Rockstar Consortium — Â the patent holding firm created by Apple, BlackBerry, Ericsson, Microsoft, and Sony to purchase thousands of foundational telecom patents from now-defunct Nortel — looks set to wind down operations after the partners agreed to sell much of Rockstar's patent portfolio to IP risk mitigation company RPX.
The sale will see RPX pay some $900 million for more than 4,000 patents, according to the Wall Street Journal. It will include "the bulk" of Rockstar's portfolio, though it remains unclear which patents will be held back and how they will be disposed of.
As part of the agreement, Rockstar will also end all ongoing litigation, including suits against South Korean firms Samsung and LG, Taiwan's HTC, and China's Huawei.
RPX is a publicly-traded patent consortium that purchases and licenses patents on behalf of its members — Â which include Google and Cisco, among others — who can then leverage the portfolio to defend themselves against infringement allegations. RPX has pledged not to use the cache for offensive action.
"This is the biggest syndicate of its kind and its formation proves that companies can actually collaborate in...cooperative licensing at scale," RPX CEO John Amster said in a statement to the Journal.

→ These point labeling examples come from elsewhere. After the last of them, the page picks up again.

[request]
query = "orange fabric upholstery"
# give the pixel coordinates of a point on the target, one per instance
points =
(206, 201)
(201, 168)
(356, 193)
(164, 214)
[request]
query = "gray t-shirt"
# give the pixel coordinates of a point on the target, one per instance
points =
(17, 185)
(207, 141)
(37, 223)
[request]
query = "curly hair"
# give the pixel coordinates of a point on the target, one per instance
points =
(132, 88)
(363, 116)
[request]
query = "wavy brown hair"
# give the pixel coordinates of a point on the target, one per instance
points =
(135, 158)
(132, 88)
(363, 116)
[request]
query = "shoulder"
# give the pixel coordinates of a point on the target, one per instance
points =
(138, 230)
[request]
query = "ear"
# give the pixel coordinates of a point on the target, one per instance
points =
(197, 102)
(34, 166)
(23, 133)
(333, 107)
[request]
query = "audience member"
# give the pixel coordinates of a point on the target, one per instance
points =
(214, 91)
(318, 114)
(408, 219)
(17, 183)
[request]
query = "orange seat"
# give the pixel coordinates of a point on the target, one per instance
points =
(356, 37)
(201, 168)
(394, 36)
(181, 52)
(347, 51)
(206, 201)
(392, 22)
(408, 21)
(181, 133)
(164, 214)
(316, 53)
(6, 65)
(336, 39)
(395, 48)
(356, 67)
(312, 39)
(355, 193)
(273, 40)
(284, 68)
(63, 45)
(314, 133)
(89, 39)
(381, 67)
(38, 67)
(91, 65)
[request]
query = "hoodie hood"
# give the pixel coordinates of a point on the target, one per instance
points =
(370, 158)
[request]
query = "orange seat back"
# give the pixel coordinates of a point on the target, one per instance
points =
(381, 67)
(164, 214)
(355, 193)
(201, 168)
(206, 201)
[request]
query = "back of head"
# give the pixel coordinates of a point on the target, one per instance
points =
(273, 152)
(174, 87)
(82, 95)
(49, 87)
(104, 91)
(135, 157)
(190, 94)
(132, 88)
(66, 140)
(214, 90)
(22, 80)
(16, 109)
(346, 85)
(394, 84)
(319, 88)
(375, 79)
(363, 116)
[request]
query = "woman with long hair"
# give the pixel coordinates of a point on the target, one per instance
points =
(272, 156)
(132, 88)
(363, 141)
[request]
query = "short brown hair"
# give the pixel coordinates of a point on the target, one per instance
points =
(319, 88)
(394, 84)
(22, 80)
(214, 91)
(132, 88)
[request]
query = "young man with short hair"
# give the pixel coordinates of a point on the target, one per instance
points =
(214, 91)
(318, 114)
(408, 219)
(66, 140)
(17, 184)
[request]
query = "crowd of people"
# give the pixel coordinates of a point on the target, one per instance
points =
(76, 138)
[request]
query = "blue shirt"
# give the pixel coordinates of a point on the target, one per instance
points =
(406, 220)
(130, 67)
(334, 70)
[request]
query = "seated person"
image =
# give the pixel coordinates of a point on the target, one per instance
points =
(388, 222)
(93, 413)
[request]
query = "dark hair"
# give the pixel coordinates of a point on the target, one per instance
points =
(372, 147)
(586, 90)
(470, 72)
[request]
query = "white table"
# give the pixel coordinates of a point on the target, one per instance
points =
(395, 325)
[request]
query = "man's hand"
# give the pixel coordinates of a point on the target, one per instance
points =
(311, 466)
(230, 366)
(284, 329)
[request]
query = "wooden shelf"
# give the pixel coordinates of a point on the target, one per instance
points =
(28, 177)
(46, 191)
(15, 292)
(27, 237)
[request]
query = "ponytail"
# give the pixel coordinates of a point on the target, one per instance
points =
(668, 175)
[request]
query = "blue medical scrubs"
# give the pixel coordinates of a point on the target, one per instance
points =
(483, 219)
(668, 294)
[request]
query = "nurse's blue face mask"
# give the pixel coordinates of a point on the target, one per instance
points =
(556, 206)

Rockstar's partners paid $4.5 billion for over 6,000 Nortel patents in 2011, divvying up 2,000 of the most important patents among themselves and leaving Rockstar to work out licensing deals for the remainder. The patents assigned directly to the partners are not included in the sale to RPX.
39 Comments
Total nonsense.
Agreed. It's time for some major reforms in patent law.
So if RPX is purchasing them, are they essentially a patent troll company? I don't get the benefit of them purchasing the bulk of these patents. Are they purchasing them to police others and manage the licensing of said patents? Can someone explain to me their pledge of "not using the cache for offensive action"... I mean... for them to spend 900 million on this and it just sit there doesn't seem right. I shake my head at all this... I'm a pretty smart guy, but I don't understand a lot of the passing back and forth of these patents for the ungodly amount of money just to sit on it. I assume in the end its all about litigation protection? Meanwhile, I would really enjoy a few grand to furnish my new apartment. lol.
Ugh!
It seems like a great thing that tech companies can cooperate to try to defend themselves from uncertainty and risk from patents without waiting for government action. But Apple would probably benefit more than any other big tech company from simply getting rid of patents altogether, since they're already pretty good at using secrecy to get a big first mover advantage. You'd have to legislate "no new patents" after some date, though, and just live with the old ones until they expire: it wouldn't be fair to simply declare trillions of dollars of existing patent assets as worthless, and that would cause too much resistance to the change. Not sure what to do about pharmaceutical patents.